时事新闻:联合国将实施对朝鲜的制裁措施

发布时间:2011-09-29 共2页

  UN To Enforce Sanctions On North Korea
  The United Nations Security Council is expected as early as Monday to approve a statement that condemns North Korea's April 5 rocket launch and enforces U.N. sanctions against Pyongyang.
  The draft statement calls for a list of 'entities' eligible to have their assets frozen because of ties to the missile program. The Security Council has until April 30 to come up with the list.
  North Korea had no reaction Sunday to news the Security Council was poised to act after the U.S. had reached a compromise on Saturday with Russia and China on a joint response to the launch. Pak Tok Hun, North Korea's deputy U.N. ambassador, said last week his government would take unspecified 'strong steps' if the council acted against it.
  The U.S. and Japan initially sought a swifter and stronger Security Council resolution that would have imposed new sanctions on North Korea. But China and Russia said the launch was an attempt to put a satellite in orbit and feared that a harsh U.N. reaction would drive North Korea away from the six-party talks aimed at ending the North's nuclear-weapons program.
  A division remained over the weekend over the legal interpretation of the statement. The U.S said it is legally binding, while other council members said only a resolution is, not a statement.
  The draft statement, which calls the rocket launch a 'contravention' of the U.N.'s ban on North Korea's ballistic missile program represents a climb down for Moscow and Beijing, as it indirectly acknowledges that the launch was not aimed at putting a satellite in space.
  'What the council can do, and we hope will do, through the adoption of this statement is to send a very clear message to North Korea that what they have done under the guise of a satellite launch is, in fact, a violation of their obligations and indeed that there are consequences for such actions,' said U.S. Ambassador Susan Rice, after a Security Council meeting Saturday.
  The five veto-wielding permanent council members -- Britain, China, France, Russia and the U.S. -- plus Japan had been haggling for a week over a U.N. response. After the six nations agreed on the text it was presented to the entire Security Council. Unlike a resolution, which requires a vote, a Security Council statement read by the council president in a formal session is agreed by consensus.
  'It is a text which sends out, as we intended, a clear message to North Korea,' said French Ambassador Jean-Maurice Ripert.
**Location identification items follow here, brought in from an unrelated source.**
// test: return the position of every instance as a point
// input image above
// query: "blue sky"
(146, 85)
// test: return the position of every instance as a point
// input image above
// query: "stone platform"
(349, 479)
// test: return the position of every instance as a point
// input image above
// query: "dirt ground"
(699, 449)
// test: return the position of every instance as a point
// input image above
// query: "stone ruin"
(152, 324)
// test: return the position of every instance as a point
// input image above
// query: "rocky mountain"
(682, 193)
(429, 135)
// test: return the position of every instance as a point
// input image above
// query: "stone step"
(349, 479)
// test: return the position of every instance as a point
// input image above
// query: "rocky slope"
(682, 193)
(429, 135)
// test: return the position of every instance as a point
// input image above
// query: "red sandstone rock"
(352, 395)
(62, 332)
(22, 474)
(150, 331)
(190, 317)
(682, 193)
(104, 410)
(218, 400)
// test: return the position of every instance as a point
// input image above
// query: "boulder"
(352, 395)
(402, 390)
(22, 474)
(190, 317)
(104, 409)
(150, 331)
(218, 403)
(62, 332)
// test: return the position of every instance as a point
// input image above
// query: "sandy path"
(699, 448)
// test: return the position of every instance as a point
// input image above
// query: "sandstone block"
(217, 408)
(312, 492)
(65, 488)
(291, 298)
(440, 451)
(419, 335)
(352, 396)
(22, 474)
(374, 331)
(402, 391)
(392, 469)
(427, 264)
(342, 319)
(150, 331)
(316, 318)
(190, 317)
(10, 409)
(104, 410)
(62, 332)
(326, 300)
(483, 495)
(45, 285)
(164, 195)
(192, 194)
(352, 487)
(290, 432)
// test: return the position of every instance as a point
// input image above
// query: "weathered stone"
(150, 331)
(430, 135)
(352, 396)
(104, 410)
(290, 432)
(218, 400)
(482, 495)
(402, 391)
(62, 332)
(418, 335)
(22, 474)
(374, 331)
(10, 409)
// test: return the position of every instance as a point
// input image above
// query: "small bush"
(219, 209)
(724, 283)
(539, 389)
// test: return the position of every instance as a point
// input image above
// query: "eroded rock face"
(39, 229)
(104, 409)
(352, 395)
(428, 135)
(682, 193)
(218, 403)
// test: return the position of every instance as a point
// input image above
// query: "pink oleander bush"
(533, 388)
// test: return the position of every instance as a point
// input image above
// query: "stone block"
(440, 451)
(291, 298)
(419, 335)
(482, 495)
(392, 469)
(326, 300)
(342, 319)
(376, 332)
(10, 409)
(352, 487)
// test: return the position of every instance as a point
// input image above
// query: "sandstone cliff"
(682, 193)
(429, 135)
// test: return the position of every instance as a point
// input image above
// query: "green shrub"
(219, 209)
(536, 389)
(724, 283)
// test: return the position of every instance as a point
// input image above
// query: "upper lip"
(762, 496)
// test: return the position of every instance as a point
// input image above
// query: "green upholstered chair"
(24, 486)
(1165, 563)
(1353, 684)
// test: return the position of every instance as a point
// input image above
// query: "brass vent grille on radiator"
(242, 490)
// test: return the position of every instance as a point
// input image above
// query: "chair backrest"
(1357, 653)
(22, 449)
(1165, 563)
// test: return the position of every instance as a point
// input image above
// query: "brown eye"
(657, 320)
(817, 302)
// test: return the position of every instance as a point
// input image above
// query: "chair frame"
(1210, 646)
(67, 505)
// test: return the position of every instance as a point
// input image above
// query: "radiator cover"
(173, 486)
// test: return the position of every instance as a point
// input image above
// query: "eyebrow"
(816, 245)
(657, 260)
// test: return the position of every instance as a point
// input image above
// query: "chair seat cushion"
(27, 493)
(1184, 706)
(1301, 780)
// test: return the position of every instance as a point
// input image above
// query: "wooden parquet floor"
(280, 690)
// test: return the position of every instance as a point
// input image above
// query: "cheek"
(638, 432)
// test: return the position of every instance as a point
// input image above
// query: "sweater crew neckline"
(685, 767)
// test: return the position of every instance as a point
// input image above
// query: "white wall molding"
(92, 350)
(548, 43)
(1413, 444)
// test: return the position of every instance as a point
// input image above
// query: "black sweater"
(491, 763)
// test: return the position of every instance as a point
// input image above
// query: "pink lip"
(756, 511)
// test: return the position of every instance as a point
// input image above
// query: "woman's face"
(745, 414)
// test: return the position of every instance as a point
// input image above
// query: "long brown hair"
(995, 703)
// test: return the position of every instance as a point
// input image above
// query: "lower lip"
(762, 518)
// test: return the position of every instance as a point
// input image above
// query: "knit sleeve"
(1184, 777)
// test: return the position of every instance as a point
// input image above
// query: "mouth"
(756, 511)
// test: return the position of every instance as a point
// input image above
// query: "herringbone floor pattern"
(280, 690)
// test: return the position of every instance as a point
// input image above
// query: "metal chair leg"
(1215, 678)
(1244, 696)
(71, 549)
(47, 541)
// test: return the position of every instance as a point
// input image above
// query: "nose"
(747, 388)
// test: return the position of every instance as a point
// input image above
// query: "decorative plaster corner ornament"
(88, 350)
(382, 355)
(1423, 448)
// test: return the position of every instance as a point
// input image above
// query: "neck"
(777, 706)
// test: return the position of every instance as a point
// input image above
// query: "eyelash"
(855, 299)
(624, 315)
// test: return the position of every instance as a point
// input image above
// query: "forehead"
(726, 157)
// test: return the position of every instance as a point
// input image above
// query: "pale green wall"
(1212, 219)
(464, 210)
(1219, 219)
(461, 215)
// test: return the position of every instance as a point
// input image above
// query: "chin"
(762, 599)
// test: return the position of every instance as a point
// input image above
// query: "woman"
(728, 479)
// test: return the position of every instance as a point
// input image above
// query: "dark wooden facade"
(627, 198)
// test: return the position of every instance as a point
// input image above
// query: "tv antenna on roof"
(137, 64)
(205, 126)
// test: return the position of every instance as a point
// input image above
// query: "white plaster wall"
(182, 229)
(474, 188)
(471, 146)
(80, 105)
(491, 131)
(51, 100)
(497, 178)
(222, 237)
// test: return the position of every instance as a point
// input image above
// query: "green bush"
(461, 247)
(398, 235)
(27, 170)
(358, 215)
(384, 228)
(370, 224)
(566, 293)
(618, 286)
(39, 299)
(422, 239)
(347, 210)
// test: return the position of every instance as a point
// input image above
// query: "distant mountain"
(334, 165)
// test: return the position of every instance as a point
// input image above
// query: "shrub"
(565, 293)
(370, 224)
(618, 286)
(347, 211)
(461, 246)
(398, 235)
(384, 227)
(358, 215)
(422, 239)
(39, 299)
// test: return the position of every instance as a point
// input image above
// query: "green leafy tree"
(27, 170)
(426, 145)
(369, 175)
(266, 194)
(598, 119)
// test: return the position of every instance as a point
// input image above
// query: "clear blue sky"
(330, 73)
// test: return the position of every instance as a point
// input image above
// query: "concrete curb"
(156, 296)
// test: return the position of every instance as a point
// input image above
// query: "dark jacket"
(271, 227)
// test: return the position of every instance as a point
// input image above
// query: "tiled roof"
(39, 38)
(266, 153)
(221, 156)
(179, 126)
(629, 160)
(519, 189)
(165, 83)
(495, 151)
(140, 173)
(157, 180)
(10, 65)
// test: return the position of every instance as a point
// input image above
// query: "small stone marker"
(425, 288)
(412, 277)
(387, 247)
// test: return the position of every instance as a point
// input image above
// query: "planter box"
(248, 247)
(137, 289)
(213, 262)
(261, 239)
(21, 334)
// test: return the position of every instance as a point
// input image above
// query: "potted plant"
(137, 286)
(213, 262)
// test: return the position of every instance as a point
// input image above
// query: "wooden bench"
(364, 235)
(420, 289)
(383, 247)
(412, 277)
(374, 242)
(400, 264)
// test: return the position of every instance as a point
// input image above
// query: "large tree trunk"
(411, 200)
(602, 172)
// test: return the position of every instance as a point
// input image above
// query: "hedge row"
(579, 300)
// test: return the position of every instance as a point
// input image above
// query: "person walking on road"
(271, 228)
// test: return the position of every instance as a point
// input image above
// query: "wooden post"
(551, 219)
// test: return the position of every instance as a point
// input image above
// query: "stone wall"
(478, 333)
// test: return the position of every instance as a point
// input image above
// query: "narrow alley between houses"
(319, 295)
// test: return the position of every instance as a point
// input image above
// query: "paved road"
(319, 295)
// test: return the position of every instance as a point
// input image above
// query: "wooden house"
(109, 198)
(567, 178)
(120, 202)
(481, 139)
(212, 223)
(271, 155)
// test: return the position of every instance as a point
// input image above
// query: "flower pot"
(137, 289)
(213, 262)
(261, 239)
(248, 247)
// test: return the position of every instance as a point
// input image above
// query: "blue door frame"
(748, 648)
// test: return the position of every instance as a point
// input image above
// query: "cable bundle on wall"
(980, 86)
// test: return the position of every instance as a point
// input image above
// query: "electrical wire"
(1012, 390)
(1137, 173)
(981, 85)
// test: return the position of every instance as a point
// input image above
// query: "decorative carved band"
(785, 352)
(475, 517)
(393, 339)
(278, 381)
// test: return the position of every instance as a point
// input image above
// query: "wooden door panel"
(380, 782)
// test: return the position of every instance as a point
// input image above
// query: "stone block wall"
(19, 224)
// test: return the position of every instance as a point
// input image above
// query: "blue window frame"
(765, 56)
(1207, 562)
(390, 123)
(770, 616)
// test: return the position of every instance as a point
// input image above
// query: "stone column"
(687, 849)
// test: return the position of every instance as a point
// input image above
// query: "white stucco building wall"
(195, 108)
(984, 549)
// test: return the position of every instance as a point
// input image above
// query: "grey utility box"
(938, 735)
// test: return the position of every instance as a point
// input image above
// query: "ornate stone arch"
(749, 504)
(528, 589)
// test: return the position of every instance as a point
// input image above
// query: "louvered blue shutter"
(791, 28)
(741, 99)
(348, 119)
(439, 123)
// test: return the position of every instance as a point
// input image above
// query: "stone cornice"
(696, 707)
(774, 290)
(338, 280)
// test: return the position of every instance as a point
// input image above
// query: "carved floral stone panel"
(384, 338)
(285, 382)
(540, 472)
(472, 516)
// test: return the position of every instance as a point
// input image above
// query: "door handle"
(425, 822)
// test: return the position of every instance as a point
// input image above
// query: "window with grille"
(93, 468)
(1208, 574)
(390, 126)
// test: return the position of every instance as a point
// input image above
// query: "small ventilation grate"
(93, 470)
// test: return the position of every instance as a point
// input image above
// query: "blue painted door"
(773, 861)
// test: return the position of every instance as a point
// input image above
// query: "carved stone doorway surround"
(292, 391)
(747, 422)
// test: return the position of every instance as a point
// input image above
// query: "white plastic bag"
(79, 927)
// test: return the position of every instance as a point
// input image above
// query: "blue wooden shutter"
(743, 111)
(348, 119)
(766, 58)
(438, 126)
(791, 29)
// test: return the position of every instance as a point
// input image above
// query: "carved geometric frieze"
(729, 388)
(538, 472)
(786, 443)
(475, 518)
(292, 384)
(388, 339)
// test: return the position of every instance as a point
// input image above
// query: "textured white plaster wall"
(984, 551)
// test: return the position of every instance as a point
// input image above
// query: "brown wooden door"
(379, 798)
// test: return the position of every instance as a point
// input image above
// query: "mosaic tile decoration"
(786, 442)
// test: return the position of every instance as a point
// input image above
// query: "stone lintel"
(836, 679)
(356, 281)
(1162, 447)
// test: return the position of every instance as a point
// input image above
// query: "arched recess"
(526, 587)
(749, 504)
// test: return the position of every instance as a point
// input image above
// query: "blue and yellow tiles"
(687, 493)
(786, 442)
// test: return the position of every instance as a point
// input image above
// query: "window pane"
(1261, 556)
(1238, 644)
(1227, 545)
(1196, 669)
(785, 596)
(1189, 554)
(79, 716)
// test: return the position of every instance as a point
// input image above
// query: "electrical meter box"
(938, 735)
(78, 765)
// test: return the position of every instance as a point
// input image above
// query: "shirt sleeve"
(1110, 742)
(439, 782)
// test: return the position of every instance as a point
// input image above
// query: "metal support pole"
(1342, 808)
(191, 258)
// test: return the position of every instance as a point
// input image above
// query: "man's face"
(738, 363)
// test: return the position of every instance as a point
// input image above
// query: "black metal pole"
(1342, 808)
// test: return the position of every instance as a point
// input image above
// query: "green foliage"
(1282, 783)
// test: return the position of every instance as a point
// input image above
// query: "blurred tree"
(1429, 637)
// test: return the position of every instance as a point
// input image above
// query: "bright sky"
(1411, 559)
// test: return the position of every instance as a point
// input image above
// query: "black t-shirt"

  The document demands North Korea conduct no further rocket launches. It calls on all U.N. member nations to comply fully with an embargo on conventional arms, and nuclear and ballistic missile parts, imposed on Pyongyang in October 2006 in response to its underground test of a nuclear weapon. Those sanctions, which also allowed for the assets of individuals and institutions linked to North Korea's nuclear and ballistic missiles programs to be frozen, were never implemented, in deference to the six-party nuclear talks.
  The draft statement would give new force to a regime of inspecting cargo coming into and out of North Korea for contraband goods, Ms. Rice said. Additional military-related items could be added to the banned list, she said.